While the loss of Callahan would create a huge leadership/grit void in New York, losing Dan Girardi could be downright disastrous. The defensive yin to Ryan McDonagh’s offensive yang, Girardi is a critical half of the Blueshirts’ top d-pair, logging almost 24 tough minutes a game. If he goes, who’s going to fill his skates? Does Kevin Klein suddenly start playing an extra 8:30 each night? Does Anton Stralman pick up the slack? The truth is, while the Rangers’ top six defensemen are solid, the organization currently lacks depth. The loss of Dan Girardi would open a hole on the blueline which could not be filled this season, thus ensuring an early exit from the Stanley Cup playoffs this spring.
What If Sellers Didn’t Sell…Or Even Became Buyers?

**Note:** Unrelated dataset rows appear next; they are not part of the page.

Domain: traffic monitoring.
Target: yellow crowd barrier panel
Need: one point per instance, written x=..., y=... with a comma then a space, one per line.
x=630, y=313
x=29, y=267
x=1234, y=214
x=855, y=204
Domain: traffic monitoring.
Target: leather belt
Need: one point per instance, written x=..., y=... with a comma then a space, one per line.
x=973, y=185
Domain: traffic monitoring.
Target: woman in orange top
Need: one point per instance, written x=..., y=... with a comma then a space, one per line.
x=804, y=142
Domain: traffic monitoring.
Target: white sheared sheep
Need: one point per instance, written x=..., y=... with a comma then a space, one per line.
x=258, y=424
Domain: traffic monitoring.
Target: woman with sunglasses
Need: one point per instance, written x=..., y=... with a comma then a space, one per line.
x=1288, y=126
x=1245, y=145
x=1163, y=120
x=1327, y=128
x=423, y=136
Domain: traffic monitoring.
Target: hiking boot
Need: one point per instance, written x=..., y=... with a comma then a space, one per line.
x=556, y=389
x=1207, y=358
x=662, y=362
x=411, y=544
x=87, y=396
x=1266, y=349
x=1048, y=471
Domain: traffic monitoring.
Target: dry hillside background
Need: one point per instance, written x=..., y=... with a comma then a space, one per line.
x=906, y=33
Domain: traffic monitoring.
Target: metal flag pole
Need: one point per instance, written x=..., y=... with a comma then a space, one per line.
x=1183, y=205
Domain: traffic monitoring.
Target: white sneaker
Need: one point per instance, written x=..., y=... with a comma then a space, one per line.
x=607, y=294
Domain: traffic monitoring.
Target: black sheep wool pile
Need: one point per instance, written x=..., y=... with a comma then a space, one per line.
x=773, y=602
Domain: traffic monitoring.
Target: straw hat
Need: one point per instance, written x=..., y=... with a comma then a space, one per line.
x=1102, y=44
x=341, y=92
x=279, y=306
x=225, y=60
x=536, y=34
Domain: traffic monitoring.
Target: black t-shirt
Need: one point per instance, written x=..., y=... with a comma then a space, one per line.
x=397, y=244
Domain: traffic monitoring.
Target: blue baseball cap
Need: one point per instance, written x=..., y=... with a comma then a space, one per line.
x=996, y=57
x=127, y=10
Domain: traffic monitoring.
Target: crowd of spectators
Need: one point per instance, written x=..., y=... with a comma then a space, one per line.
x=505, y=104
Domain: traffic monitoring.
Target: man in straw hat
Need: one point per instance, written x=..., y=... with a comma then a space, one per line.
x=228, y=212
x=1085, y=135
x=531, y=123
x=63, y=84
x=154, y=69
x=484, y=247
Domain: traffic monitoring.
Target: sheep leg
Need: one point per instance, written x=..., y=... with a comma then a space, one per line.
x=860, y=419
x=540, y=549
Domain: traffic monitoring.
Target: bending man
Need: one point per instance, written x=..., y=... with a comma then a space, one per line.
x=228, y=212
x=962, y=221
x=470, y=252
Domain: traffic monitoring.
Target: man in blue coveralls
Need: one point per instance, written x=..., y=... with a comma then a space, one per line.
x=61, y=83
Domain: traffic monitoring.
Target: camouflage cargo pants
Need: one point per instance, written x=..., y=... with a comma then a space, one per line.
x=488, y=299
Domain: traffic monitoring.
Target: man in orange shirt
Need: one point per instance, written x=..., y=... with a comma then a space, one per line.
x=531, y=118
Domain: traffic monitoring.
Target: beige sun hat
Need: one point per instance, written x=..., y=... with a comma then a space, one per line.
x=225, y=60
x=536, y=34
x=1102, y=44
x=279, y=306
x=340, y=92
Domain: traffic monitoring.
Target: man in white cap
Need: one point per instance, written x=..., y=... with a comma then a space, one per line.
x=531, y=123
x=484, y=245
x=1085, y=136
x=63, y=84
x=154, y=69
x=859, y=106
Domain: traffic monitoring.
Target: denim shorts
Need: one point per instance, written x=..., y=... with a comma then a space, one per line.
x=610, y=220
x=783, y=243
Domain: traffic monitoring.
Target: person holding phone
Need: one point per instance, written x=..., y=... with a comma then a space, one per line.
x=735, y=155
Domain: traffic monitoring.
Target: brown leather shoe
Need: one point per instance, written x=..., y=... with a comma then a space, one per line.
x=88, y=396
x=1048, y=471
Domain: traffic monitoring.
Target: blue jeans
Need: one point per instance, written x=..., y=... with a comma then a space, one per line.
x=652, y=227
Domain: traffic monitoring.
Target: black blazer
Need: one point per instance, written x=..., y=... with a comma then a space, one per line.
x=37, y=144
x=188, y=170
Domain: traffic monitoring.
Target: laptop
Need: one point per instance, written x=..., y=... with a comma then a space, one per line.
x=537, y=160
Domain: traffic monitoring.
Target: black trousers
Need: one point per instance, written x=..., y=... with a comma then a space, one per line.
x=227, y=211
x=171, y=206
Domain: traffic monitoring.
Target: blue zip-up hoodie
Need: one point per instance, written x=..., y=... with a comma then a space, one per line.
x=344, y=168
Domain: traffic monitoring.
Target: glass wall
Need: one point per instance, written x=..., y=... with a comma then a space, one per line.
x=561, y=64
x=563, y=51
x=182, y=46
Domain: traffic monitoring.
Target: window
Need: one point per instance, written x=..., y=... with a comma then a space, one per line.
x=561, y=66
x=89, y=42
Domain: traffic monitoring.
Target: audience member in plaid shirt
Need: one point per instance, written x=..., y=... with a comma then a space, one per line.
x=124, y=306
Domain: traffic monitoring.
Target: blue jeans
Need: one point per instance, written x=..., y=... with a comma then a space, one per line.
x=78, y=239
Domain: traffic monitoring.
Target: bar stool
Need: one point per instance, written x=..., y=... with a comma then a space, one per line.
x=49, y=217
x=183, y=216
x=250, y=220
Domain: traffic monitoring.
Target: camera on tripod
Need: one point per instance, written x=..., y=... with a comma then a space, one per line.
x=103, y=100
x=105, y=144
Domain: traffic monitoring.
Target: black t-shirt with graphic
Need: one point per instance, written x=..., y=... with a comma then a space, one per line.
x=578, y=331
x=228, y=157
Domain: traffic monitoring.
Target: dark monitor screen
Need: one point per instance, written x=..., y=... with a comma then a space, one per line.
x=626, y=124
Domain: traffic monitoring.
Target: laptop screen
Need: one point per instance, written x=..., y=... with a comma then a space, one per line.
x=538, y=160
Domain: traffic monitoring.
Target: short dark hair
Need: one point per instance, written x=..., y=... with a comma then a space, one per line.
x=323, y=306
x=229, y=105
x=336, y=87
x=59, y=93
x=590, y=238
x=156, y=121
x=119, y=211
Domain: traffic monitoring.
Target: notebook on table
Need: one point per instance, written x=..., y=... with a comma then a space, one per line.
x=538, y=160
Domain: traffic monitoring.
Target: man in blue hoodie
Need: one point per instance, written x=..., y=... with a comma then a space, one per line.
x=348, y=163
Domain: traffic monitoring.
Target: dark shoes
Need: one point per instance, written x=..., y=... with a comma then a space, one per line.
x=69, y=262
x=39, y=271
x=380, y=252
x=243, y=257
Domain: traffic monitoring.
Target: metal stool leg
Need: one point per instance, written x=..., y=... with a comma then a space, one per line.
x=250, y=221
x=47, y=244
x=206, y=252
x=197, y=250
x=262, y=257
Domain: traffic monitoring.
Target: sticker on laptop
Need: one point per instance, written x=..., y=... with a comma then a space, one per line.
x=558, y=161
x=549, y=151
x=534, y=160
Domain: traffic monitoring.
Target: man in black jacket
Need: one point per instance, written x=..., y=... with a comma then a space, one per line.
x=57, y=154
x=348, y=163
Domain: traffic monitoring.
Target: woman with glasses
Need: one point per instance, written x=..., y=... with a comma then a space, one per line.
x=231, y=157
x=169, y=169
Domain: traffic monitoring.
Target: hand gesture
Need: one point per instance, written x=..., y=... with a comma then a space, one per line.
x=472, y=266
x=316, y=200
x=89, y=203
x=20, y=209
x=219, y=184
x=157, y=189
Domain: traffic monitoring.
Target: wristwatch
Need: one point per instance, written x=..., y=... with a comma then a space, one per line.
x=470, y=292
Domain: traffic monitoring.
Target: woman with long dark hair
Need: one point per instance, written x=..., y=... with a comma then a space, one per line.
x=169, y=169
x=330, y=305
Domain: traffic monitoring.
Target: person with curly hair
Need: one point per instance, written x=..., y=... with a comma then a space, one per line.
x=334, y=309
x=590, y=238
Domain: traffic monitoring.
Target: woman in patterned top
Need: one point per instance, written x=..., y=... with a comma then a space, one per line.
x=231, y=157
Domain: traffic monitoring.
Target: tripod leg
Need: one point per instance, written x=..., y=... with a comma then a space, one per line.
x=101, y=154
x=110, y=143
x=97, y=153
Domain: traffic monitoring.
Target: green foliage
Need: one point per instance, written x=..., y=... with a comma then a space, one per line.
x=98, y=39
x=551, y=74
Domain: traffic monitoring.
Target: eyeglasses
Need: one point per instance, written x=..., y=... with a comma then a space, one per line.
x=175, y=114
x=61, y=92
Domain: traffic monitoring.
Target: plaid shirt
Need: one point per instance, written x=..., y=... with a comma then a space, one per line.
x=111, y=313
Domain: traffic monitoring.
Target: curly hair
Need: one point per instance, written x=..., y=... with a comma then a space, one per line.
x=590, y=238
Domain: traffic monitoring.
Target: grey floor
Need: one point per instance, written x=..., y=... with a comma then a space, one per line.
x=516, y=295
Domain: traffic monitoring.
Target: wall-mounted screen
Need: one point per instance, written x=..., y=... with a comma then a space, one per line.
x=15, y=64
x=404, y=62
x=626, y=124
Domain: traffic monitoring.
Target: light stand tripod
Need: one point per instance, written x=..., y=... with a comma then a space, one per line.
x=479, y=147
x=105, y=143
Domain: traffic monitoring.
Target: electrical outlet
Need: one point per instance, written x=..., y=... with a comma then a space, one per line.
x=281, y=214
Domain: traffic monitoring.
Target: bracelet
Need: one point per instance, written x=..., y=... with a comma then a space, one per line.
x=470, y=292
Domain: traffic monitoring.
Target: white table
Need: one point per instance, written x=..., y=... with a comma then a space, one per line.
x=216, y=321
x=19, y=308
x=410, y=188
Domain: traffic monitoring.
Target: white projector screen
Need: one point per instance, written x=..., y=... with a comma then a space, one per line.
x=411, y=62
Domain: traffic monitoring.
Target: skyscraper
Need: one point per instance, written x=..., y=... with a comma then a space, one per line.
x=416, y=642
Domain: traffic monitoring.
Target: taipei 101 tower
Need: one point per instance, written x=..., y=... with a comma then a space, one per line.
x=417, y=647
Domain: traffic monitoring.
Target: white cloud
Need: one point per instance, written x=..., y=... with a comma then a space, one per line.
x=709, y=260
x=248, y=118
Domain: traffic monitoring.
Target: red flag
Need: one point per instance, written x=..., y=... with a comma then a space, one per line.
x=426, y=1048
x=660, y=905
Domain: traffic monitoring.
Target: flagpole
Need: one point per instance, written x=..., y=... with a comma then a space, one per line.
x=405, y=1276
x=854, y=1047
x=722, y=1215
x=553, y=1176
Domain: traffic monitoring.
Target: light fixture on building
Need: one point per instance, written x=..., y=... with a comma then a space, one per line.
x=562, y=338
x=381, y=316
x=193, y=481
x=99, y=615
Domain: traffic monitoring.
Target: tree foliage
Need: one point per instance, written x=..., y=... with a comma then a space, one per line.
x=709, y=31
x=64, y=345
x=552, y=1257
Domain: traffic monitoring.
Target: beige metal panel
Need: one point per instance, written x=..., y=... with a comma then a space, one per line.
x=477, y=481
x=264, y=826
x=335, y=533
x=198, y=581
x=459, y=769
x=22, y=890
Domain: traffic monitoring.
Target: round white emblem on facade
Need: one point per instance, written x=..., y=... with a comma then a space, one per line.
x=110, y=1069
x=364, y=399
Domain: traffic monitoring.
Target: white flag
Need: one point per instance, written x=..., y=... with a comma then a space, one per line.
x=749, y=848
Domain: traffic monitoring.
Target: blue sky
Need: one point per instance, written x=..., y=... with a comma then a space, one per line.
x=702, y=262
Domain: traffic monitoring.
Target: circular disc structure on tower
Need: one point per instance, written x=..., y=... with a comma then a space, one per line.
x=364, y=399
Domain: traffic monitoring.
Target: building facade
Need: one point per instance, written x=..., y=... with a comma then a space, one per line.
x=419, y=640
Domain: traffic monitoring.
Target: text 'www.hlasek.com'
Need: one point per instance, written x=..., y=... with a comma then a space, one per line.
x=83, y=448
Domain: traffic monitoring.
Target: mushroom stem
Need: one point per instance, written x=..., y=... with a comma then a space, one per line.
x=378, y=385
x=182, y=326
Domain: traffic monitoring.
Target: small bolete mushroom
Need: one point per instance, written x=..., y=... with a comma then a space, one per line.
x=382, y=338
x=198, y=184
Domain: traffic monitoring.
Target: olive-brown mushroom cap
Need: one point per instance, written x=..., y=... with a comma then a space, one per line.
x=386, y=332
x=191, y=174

Back in September, I proposed scrapping the NHL Draft Lottery in favor of a Draft Tournament. While I still think it’s a great idea, I now see the Law of Unintended Consequences kicking in: If the bottom four teams played an end-of-season tournament to decide who ends up with picks 1-4 in the upcoming draft, would those cellar-dwellers be motivated to hang on to pending UFAs, or even try to improve their rosters, in the hope of winning the first pick in the draft? Put in 2013-14 season terms, would Buffalo keep Matt Moulson, Steve Ott and/or Ryan Miller, in effect trading those players (losing them to free agency this summer) for a shot at the top pick? Would Calgary decide not to deal Mike Cammalleri, or would the asking price just go up? My “expert” understanding of economics (I spent two semesters in college as an ECON major) tells me that a Draft Tournament could create both a decrease in the supply of players available at the deadline AND an increase in demand, while also putting even more pressure on the in-between clubs (those well above the bottom four, but for whom a playoff seed is a long shot) to move their assets. In short, a Draft Tourney could cause a significant shift in the Trade Deadline dynamic, taking General Managers and fans alike to an all-new stress level each spring. I love it. Make it so, Mr. Bettman!